20 February 2010

A moorhen

The spring equinox is only a month away. During the past week or so, the sun has been trying out its strength as if in rehearsal for the season to come. Between showers and periods of cloud, it has lit up the hills and pastures and sent experimental patterns of reflection up into the old willows by the canal.

During these warm interludes the seesaw song of the great tits can be heard most loudly; the rugged bark of the willows seems almost to expand in gratitude. Fraction by fraction the puddles on the towpath are shrinking. The river is no longer so full. The wind is being given a chance to do its work, and, on balance, the countryside is beginning to dry out. Winter, with all its rigours and privations, is nearly over at last.

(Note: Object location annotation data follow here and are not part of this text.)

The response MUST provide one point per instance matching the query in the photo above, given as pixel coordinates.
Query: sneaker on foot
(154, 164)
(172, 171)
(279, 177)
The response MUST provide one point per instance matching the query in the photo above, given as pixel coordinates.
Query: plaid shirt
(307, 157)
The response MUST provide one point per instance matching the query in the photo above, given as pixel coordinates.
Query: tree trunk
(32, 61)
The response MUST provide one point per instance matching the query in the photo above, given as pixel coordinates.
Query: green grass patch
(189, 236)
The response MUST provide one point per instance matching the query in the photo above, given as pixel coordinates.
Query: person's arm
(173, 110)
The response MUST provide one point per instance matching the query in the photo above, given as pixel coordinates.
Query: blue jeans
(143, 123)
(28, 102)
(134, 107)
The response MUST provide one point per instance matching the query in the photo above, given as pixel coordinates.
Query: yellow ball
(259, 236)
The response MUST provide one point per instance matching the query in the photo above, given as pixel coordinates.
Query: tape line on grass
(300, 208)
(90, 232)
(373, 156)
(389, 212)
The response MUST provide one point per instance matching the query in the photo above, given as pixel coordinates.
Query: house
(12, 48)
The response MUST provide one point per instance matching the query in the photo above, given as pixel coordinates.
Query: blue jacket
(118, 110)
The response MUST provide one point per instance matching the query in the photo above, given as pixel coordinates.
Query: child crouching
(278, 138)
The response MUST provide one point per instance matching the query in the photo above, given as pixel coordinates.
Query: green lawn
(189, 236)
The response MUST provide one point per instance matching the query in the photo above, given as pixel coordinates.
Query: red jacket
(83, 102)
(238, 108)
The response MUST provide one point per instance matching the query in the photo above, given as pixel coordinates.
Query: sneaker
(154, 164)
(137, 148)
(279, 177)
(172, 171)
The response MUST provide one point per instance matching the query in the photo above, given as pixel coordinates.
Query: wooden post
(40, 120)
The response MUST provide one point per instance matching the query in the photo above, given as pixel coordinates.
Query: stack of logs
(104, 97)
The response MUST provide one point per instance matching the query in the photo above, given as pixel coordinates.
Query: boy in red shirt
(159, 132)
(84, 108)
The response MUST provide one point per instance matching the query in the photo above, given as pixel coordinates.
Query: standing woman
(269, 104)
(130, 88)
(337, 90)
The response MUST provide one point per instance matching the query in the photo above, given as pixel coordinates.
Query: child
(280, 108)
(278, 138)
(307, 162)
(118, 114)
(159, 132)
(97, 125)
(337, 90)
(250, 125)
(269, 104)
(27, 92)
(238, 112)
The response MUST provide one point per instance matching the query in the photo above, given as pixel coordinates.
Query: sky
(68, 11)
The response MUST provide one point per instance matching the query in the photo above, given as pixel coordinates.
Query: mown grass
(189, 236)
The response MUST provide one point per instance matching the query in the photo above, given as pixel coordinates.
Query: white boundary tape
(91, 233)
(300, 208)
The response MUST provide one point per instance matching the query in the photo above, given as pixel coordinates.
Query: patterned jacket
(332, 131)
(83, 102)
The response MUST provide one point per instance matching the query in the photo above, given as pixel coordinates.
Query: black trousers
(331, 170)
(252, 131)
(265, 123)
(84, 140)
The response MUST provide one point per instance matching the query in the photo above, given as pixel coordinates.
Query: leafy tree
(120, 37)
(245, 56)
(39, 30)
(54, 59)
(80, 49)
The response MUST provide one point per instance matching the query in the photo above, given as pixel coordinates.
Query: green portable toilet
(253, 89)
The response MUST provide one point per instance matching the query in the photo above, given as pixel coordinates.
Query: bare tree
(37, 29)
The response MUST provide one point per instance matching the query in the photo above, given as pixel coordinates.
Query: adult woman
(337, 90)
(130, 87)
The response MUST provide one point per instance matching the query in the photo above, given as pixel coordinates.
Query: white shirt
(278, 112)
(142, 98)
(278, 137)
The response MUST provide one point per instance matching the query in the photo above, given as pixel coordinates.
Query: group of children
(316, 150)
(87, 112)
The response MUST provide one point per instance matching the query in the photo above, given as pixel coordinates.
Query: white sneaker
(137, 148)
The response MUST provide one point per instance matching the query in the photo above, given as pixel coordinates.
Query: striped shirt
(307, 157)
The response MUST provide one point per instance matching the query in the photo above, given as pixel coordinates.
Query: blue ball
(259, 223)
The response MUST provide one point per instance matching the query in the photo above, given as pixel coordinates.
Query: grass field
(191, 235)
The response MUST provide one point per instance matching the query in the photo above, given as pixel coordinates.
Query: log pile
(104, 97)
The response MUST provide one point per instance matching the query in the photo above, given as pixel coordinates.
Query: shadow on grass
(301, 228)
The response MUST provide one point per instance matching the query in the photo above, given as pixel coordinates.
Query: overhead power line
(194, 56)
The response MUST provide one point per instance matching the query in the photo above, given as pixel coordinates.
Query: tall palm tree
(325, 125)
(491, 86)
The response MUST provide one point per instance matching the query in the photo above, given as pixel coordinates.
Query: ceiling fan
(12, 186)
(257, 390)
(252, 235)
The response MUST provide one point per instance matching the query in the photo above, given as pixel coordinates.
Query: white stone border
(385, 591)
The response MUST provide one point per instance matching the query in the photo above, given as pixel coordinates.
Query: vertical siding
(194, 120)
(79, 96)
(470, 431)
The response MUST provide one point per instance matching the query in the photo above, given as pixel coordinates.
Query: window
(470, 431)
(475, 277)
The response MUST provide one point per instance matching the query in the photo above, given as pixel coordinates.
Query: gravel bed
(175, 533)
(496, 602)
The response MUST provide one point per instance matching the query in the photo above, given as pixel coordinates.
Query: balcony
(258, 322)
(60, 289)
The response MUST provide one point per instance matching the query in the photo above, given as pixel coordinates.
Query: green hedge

There have been many casualties among the small and weak, and especially among those animals which are deprived of their food by ice. Quite early on in the snowy weather the kingfishers went elsewhere. Some have perished. The water rails also fared badly, but their larger relatives, the moorhens, for the most part stayed and stuck it out.

Even in one horizontal blizzard, when the sheer density of driving snow obscured the wood on the hill, the moorhens were to be seen among the stubbles, searching for whatever they could find to keep themselves alive. They endured night after night of freezing fog, sleet, granite-hard frost. They survived the attentions of foxes which were themselves driven to desperation by hunger and cold. Each morning the moorhens’ tracks – large, backwards-pointing arrows in the snow – could be seen crossing and recrossing the riverbank and the towpath and the lawns adjoining the water.

Now all that is forgotten. What lies ahead is spring, summer, the breeding season, the time of plenty. In April and May there will be the satisfaction and damp warmth of a deep nest filled with eggs, hidden somewhere safe and silent among the flags. Afterwards there will be the chicks, like small black powder puffs with beaks, frantically swimming behind their parents and trying to keep up.

There is one moorhen, though, which, if you are not careful, will not even live to see tomorrow, still less the breeding season. It is caught up in the middle of a thorn bush beside the towpath. Had a slight fluttering of dark feathers not attracted your attention you would have gone breezing past.

The thorns are sharp and tear at your wrist where it is not protected by the glove. The moorhen thinks you are going to kill it. Terrified, it tries in vain to burrow more deeply into the tangle of branches, but its movements are hampered anyway; a few moments more and you make contact. Holding the bird as gently as you can, and moving branches aside with your free hand, you slowly and carefully begin to bring it out.

Your fears are confirmed as the moorhen comes free of the thorns and you are able to examine it more closely. The wings and legs have been snared by several yards of discarded fishing line. The bird’s struggling attempts to get free have made matters worse: the thin, translucent filament is wound into an inextricable maze of knots and tight loops, some so tight that the flesh on the upper legs has been deeply cut. Each movement of the bird tends to widen the wounds.

The moorhen makes no sound. Its beak is slightly open and its small, button-like eye seems no longer to register fear, but resignation. It is waiting to be dispatched, in accordance with the law. Big eats small. That it understands. But it cannot understand why or how it became ensnared. Nothing in its ancestry or experience has prepared it for nylon line.

Using fingernails alone, you would never be able to get the knots undone. They are simply too tight, too small, and too complicated. A penknife would not help; even a fine pair of scissors would be too clumsy. Luckily, since having seen a dead thrush trussed in this stuff and dangling from a tree, you now always carry a very thin, sickle-shaped scalpel blade. It is brand new, and gleams through a smear of grease as you take it from its cardboard sleeve.

Sharp as the blade is, the job is difficult and takes a long time. The moorhen slowly becomes more placid, sensing perhaps that it is not to be killed after all. One wing comes free, and then the other. Being especially careful, cutting one strand at a time, you free the legs. At last the final bit of filament is removed.

Unnoticed, the sun has gone in again. None the less there can be no doubt about it: spring is on the way, and for the moorhen now as well.

Its wounds will heal quite quickly. Birds are hardy and resistant; there are no fears on that score. It is already able to walk unaided. As you stand clear, it slightly stretches its wings. After a moment’s further trial, the moorhen launches itself and takes off and, legs dangling, flies across the ditch, beyond the nettles, and disappears from view.